Besides this distracting, unnecessary, and possibly illegible underlining, the production was mostly what one might have expected. Drab grey sets, check. Modern clothes of indeterminate time and place, check. Full frontal male nudity, check. Physical direction emphasizing earthy brutality and roughness, check. Not that these are bad choices, mind you, but they're the predictable ones. The show did end on a sour note when Chéreau didn't bother having the eagle fly off: the thing being a wooden model anyway, most of the prisoners pretended to see it go off to the left while one guy just folded it up and put it behind his back. Cheap.
Oh, but the music, and the opera! That was something to hear and take in. Where other operas lengthen time, Janacek's shortens it: the endless grimness of a prison camp becomes an evanescent near-vignette, conveying the essence of the life without any of the tedium. One mini-story shifts to another as if in a dream, which Chéreau's production highlights by running the action mostly together with little sense of time transition. And the musical language should be familiar to any who know the composer's earlier works.

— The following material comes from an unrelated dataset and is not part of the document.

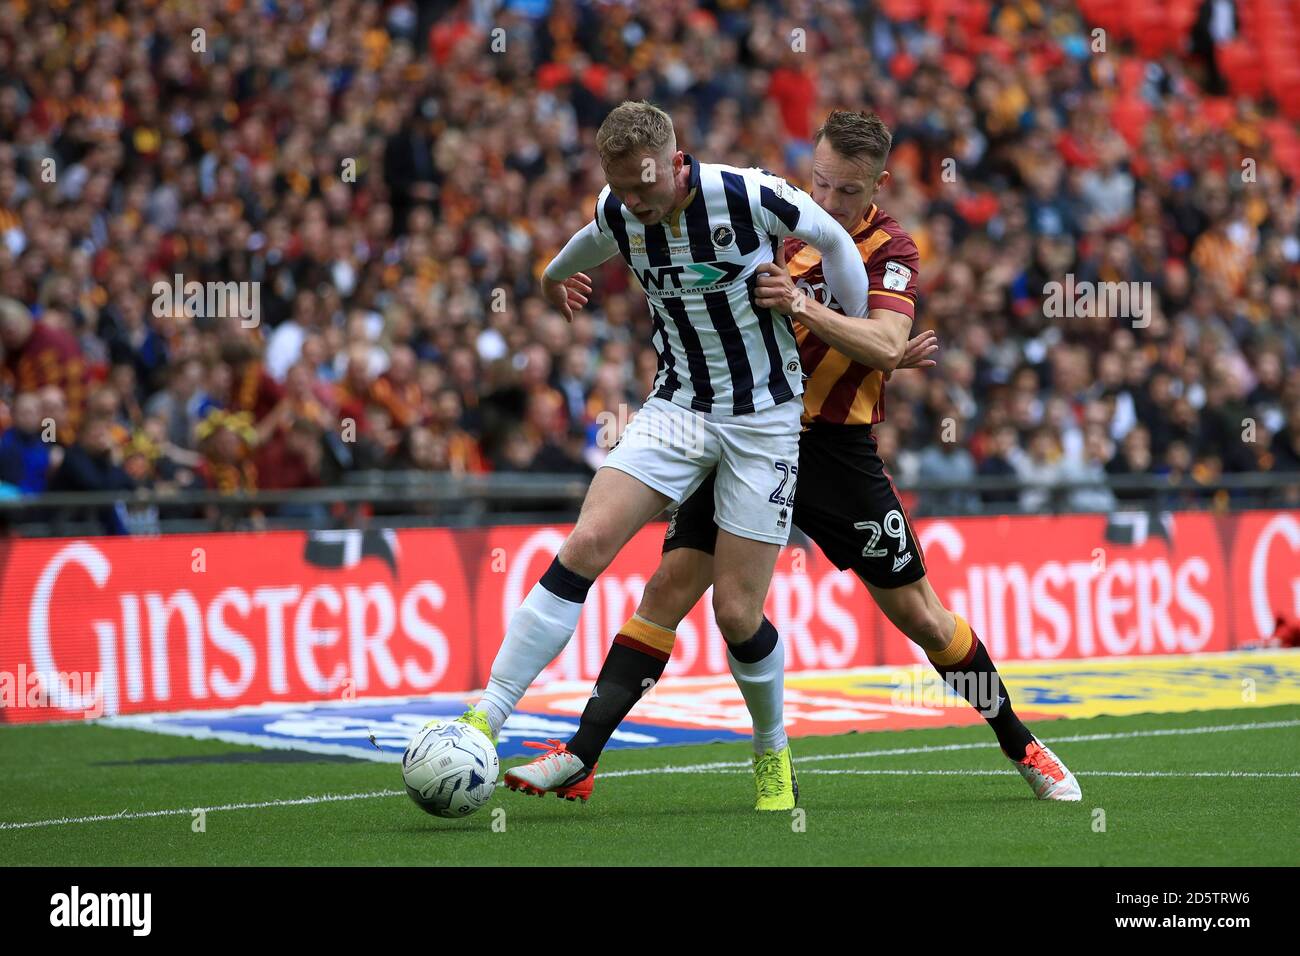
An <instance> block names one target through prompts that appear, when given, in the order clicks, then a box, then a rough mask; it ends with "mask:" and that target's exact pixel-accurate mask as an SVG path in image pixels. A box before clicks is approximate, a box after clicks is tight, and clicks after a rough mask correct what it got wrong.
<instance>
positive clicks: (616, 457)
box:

All the performers serve Janacek well, including debuting singers Stefan Margita and Peter Hoare and of course debuting conductor Esa-Pekka Salonen, who well continues the recent house tradition of excellent Janacek conducting. But the show is stolen by baritone Peter Mattei, whose character Shishkov gets the fullest and last story: a tale of love, not-quite-love, and bloody jealousy that -- in Mattei's hands at least -- is not far from the essence of opera.